Edit Generated Code for Dense Mode operation
The current TCE system can't generate correct dense code. I first generate code without --symmetry option, then manually change it.
Copy perm files
The compiler will not only generate Fortran code, also only perm files
for intermediate arrays. You need to copy all perm files generated with code to execution directory.
Installing fused code
To get the fused code, go to the fusion branch(tag:fusion_20061228)
Select Input File
- spin-adapted ccd: ccd-sym-disk.eq
- spin-adapted ccsd: ccsd_marcel-disk.eq
Select Compiler Flags
Compile option: -o4 -m1 -t1 -f1 --symmetry -nonfusiontiling
Select Debugging Options
If you want to generate code with debug info, go to edu/ohio_state/cis/tce/symmetry, set Util.debugInfo in CodeGen.java and debugInfo in Util.java as true.

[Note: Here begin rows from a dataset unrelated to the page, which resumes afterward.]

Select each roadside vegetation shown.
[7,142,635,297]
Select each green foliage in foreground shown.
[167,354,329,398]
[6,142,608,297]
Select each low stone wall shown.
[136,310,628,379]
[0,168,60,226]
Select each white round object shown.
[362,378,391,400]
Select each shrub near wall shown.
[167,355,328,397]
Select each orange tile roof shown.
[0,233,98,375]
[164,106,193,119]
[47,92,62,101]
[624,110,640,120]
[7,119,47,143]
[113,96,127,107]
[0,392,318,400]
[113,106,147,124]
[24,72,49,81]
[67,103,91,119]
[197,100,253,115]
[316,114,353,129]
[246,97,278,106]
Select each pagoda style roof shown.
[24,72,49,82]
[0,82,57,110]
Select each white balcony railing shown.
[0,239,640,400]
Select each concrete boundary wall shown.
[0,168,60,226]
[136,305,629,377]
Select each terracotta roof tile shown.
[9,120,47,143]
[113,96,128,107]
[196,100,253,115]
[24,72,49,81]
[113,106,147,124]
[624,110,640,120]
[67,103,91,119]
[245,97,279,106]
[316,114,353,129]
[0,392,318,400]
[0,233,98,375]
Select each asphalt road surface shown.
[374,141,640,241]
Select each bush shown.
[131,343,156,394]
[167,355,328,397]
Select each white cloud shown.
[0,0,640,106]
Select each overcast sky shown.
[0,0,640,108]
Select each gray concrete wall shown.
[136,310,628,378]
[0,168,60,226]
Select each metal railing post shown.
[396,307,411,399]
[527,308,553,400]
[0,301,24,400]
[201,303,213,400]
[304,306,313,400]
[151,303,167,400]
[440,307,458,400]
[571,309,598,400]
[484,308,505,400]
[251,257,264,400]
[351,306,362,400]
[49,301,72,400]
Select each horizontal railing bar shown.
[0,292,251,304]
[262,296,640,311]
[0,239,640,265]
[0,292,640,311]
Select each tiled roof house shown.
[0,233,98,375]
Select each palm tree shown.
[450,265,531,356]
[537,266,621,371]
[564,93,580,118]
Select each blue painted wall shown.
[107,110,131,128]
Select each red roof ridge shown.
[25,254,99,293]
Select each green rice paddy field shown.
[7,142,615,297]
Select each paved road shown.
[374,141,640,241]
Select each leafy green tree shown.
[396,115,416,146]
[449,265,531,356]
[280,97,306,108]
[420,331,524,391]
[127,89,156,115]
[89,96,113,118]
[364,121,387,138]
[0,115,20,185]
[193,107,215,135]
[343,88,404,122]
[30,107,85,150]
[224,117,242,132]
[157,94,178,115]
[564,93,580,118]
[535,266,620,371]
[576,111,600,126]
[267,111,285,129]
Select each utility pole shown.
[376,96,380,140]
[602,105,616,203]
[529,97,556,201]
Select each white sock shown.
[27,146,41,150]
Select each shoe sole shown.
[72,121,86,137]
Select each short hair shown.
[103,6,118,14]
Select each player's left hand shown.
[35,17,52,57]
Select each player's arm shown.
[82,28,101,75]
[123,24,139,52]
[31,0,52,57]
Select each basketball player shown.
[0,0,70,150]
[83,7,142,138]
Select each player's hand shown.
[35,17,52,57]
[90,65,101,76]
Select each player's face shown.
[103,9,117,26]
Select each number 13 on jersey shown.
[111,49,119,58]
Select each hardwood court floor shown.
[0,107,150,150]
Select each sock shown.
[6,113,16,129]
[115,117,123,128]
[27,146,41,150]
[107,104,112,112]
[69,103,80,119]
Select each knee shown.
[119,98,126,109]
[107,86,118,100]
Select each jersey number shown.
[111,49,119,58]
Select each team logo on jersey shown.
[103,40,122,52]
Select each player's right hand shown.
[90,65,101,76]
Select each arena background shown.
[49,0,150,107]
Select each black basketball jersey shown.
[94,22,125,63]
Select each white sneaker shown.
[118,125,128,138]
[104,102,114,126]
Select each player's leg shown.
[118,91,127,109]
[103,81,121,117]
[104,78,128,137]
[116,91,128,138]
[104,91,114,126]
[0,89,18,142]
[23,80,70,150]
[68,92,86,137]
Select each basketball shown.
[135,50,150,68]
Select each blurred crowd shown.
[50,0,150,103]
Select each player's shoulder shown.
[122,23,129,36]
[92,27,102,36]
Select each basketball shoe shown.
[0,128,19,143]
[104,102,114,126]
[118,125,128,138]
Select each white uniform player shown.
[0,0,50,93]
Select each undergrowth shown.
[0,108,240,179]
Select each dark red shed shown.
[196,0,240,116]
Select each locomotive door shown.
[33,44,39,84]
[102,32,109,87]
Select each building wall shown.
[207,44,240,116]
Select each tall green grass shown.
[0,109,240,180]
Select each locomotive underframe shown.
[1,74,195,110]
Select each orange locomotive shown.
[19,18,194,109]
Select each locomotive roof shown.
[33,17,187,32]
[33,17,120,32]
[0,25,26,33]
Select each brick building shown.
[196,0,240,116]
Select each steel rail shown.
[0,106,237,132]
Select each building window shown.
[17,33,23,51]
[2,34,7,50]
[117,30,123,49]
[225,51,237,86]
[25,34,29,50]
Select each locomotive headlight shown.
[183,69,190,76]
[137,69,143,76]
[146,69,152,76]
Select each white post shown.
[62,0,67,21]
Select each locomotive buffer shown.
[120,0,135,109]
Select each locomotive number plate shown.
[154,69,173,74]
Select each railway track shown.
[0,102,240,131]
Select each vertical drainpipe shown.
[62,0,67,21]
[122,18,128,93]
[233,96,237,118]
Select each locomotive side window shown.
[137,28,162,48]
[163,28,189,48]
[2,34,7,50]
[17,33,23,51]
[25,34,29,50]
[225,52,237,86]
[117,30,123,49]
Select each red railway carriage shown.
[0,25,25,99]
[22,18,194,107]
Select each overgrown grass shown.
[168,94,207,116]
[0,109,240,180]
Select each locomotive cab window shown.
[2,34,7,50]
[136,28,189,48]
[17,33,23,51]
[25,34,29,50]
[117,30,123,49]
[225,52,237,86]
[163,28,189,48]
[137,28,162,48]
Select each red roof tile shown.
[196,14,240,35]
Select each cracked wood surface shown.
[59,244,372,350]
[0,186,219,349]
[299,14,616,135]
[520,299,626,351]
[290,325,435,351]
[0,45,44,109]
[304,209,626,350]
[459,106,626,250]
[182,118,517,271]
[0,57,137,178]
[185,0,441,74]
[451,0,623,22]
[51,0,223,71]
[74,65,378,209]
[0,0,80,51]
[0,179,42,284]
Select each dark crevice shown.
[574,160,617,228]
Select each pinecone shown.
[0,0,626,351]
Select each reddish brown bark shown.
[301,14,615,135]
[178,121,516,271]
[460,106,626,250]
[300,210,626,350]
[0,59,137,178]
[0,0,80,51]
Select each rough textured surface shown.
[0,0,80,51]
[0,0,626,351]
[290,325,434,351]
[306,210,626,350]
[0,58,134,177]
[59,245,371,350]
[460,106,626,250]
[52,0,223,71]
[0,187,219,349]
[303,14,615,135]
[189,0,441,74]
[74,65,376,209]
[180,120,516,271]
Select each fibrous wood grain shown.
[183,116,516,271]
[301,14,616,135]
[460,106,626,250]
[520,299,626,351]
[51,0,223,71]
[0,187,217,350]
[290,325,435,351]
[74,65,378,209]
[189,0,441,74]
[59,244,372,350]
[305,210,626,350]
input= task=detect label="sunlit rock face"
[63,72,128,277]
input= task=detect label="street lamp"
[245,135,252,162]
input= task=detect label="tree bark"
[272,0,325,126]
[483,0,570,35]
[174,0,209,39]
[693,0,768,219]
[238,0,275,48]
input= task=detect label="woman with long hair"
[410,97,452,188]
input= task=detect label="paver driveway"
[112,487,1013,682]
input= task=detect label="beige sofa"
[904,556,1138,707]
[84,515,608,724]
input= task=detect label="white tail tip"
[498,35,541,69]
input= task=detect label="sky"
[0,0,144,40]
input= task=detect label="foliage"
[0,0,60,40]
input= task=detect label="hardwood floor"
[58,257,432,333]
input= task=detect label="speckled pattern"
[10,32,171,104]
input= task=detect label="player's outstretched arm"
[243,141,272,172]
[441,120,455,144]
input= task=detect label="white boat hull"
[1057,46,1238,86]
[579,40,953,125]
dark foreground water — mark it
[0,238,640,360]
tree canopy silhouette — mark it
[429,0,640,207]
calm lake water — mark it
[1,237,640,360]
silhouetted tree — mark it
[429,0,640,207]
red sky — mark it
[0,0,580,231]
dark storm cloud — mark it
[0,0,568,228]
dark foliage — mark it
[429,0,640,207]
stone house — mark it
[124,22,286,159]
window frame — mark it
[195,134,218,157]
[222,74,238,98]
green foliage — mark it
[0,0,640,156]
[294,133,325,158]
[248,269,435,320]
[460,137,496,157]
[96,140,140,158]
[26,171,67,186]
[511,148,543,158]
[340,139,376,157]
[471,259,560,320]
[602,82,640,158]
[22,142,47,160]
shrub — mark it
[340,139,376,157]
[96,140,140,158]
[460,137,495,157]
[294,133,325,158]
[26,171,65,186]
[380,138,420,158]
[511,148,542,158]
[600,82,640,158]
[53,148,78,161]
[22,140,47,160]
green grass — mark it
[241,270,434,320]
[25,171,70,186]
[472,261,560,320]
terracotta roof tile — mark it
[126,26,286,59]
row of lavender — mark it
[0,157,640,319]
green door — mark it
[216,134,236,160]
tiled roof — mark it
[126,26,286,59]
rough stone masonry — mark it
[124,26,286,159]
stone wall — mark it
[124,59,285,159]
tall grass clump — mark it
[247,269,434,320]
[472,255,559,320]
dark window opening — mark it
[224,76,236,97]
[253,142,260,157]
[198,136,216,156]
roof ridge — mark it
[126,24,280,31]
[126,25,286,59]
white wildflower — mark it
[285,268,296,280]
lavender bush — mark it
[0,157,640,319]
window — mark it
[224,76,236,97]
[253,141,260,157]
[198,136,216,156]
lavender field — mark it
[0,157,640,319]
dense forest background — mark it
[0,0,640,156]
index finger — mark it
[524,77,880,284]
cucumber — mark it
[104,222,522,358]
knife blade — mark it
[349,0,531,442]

Otherwise, set them to false.
Notes
The fused code doesn't include perm info. There is no perm files for fused code.
Tips
Tip 1: source files
Some programs have different implemental versions. I save these different versions in $NWCHEM/src/tce/back, when you want to run a special version, you need to copy the file to $NWCHEM/src/tce and compile it. For example, all spin-adapted ccd programs are ccd_sym.F. If you want to use the non-fusion version, copy $NWCHEM/src/tce/back/ccd_sym.nonfused.spin_adapted.F to $NWCHEM/src/tce/ccd_sym.F.
Tip 2: driver
There are some variables in the ohio_tce_reformat.F, you need to change them for different execution situations.
(1) spinmode
if you want to run spin-adapted code, set spinmode=1 if you want to run spin-orbital code, set spinmode=2
(2) maxiter: The maximal iteration for converge
Tip 3: perm
The non-fusion codes need perm files in execution. You can find the corresponding perm files in $NWCHEM4.7/bin/LINUX64/perm. You need to copy these files to execution directory for execution.
Tip 4: OTCE
To run non-fusion code, install the OTCE library by $NWCHEM/src/tce/otce/GNUmakefile.nonfusion. To run fusion code, install the OTCE library by $NWCHEM/src/tce/otce/GNUmakefile.fusion. Thus, you need to reinstall the OTCE library each time switching between fusion and non-fusion code.
Tip 5: input
The input files can be found in $NWCHEM4.7/bin/LINUX64/input. Note that, for spin-adapted and spin-orbital programs, you need different input files. For fusion and non-fusion programs, you can use the same input file.
Detailed instructions
Spin-Adapted CCD with fusion, all intermediate arrays are in memory
- source: $NWCHEM/src/tce/back/ccd_sym.fusion.inmemory.F
Copy it to $NWCHEM/src/tce/ccd_sym.F for compilation
- Perm files: No perm file
- Input files:
(smallest case): $NWCHEM/bin/LINUX64/input/test1.nw (O=5, V=2) (largest case): $NWCHEM/bin/LINUX64/input/hex_med.nw (O=22, V=54)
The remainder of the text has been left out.